Uh, I don’t know what I was going to ask you : I seem to keep wanting to attribute conscious choices to these things if they’re not there… [chuckles] Please deny it, if that’s the case. But did that book feel like a breakthrough narratively in some way? Or even in terms of your autobiographical work?
You mean I Never Liked You? Because I was using that in The Playboy too, and even with “Showing Helder”.
Right, right.
That way of isolating certain panels from the others. So, in those terms, the breakthrough was probably “Showing Helder”, even though later on, midway through Underwater, I went back to using six panels per page. But yeah, that was a great way of working : being able to have as many panels per page as seemed necessary, and being able to isolate certain panels. Yeah, probably more work should be done way, or at least it’s a potential area to be explored by cartoonists.

Brown shows part of his work process, including a phone call to his colleague Seth. From "Showing Helder" in Yummy Fur #20.
So, how much planning goes into individual sequences? How do you put them together? Do you decide in advance roughly how many panels you’re going to use and how you’re going to distribute them on the pages?
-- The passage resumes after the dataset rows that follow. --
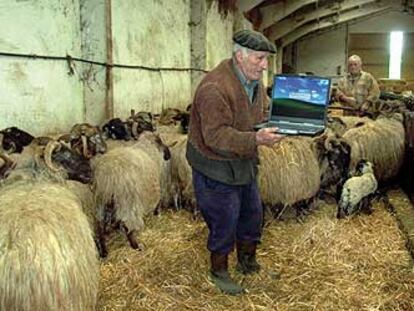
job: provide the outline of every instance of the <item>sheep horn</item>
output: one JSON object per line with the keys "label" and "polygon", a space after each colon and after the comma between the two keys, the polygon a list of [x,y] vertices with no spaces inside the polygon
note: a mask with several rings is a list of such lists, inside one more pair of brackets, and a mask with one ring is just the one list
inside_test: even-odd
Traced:
{"label": "sheep horn", "polygon": [[136,121],[132,123],[132,137],[138,139],[138,122]]}
{"label": "sheep horn", "polygon": [[334,141],[334,138],[332,136],[326,136],[326,139],[323,145],[325,147],[325,150],[328,151],[332,149],[332,147],[329,146],[329,144],[332,143],[333,141]]}
{"label": "sheep horn", "polygon": [[10,142],[11,148],[5,150],[7,153],[14,153],[17,149],[16,143],[14,141]]}
{"label": "sheep horn", "polygon": [[81,136],[81,140],[82,140],[82,154],[85,157],[85,159],[89,159],[89,152],[88,152],[88,139],[86,138],[85,135]]}
{"label": "sheep horn", "polygon": [[55,151],[55,150],[59,151],[60,147],[61,147],[61,145],[60,145],[59,142],[50,141],[50,142],[48,142],[48,144],[46,145],[45,150],[44,150],[43,158],[45,160],[46,166],[54,172],[60,171],[60,168],[53,164],[52,154],[53,154],[53,151]]}
{"label": "sheep horn", "polygon": [[0,149],[1,150],[4,150],[3,149],[3,139],[4,139],[4,134],[2,132],[0,132]]}
{"label": "sheep horn", "polygon": [[[0,177],[5,178],[7,177],[6,174],[10,169],[14,169],[16,167],[16,161],[13,161],[7,154],[1,152],[0,158],[4,160],[4,164],[0,167]],[[7,174],[8,175],[8,174]]]}

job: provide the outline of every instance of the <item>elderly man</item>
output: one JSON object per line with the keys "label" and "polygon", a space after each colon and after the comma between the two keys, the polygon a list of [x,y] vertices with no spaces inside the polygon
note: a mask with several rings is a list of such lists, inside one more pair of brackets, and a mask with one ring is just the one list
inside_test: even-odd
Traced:
{"label": "elderly man", "polygon": [[268,99],[260,80],[275,47],[252,30],[237,32],[233,41],[233,57],[209,72],[194,95],[187,159],[197,206],[209,229],[210,279],[223,292],[236,295],[244,289],[227,269],[234,246],[239,272],[260,269],[256,245],[263,210],[256,183],[257,146],[272,146],[283,136],[277,128],[254,131],[264,119]]}
{"label": "elderly man", "polygon": [[336,99],[345,106],[367,111],[379,99],[380,90],[375,78],[362,71],[362,61],[358,55],[348,59],[348,73],[338,82]]}

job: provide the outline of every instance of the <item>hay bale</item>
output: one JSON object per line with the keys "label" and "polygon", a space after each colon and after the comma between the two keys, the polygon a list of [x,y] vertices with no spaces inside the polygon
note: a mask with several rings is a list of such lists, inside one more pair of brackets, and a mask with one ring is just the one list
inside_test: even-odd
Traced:
{"label": "hay bale", "polygon": [[94,310],[99,262],[77,198],[51,183],[0,192],[0,310]]}
{"label": "hay bale", "polygon": [[320,186],[312,140],[286,137],[272,148],[259,147],[258,184],[265,204],[292,205],[316,195]]}
{"label": "hay bale", "polygon": [[395,118],[378,118],[348,130],[343,138],[351,146],[351,169],[361,159],[373,163],[375,177],[386,181],[397,176],[404,160],[404,126]]}

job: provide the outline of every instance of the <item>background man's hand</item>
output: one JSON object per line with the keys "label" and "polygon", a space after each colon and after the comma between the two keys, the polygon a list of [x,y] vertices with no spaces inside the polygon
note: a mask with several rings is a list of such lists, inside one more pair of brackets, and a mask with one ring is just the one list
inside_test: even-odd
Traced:
{"label": "background man's hand", "polygon": [[277,127],[267,127],[256,132],[257,145],[273,146],[279,142],[285,135],[277,134]]}
{"label": "background man's hand", "polygon": [[339,99],[340,99],[340,101],[351,104],[351,105],[355,105],[355,103],[356,103],[355,98],[353,98],[351,96],[348,97],[348,96],[345,96],[345,95],[341,95],[339,97]]}

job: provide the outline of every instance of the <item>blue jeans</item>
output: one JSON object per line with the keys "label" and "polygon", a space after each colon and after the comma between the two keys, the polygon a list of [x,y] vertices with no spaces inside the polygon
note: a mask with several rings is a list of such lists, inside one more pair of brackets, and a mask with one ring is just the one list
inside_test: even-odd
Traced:
{"label": "blue jeans", "polygon": [[236,240],[259,242],[263,208],[256,181],[233,186],[193,170],[197,207],[209,229],[210,252],[228,254]]}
Well, with Riel, I did write out a full script beforehand. Each page of script was an 8,5 by 11″ sheet of paper and I would divide the sheet of paper into six panels and write the dialogue for each panel on it. And if it was necessary to remind myself what was going to be drawn in a panel, I would have stick figure indications. I wrote out the whole script, which ended up being 240 pages, and the story ended up being 272 pages I think, which is a bit longer because I extended scenes and added material to what was in the script. I knew that would happen as I was writing the script; the script was really a draft, just because the script indicated a certain number of panels didn’t mean that was the number of panels that were going to end up being on the actual page once the book was finished.
Did you take out a lot?
There were some scenes that were not drawn, but I definitely added more than I took out.
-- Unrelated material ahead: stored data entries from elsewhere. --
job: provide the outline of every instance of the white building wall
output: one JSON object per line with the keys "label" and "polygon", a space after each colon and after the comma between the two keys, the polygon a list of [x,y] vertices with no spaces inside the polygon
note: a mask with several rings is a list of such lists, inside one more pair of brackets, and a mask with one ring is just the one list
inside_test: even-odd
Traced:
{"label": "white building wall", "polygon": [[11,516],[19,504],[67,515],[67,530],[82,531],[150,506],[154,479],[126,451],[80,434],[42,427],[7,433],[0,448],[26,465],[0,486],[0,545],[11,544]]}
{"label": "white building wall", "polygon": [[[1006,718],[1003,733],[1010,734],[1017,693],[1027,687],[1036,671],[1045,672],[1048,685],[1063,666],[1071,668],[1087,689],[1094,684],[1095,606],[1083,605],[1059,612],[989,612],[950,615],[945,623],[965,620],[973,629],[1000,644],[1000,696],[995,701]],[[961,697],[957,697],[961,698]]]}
Because I was wondering : the cover of the last issue of Riel has him exiting the window, going to his execution, an image which isn’t found in the actual book.
Right.
Are there many instances of that?
That scene was drawn for the interior of the comic and then I decided it wasn’t necessary for the story, and then I needed an image for the cover and I decided to use it [Matthias chuckles]. And yeah, there were quite a few panels like that which were taken out.
We’re getting very technical here [chuckles]. Just to wrap up, I think I want to ask you whether you see your work as continuously exploring similar themes or moving towards new ones? Some of cartoonists I’ve talked to basically say they’ve explored the same set of themes in all their work and will continue to do so : how do you see your work in relation to that? Is it something you’ve given any thought?
Hm… [long pause]. There are things I’m becoming more interested in dealing with, which I’m not sure were present in the earlier work, particularly political ideas. My earlier work wasn’t that political…
Do you see Riel as being very political?
It’s probably not as political as the work I’ll be doing in the future.
Is this a result of your work on it?
Yeah, working on Riel changed my political perspective and I’m going to want to reflect that in the work I do in the future.
How so? Do you want to express a particular political viewpoint? Or, as I see it, present a situation as you do it in Riel and leave it ambiguous? That’s why I asked whether you thought it was a political book, because I don’t perceive it to be pushing a political agenda.
It’s not an explicit agenda, that’s for sure, and the work I do in the future will probably be more explicit.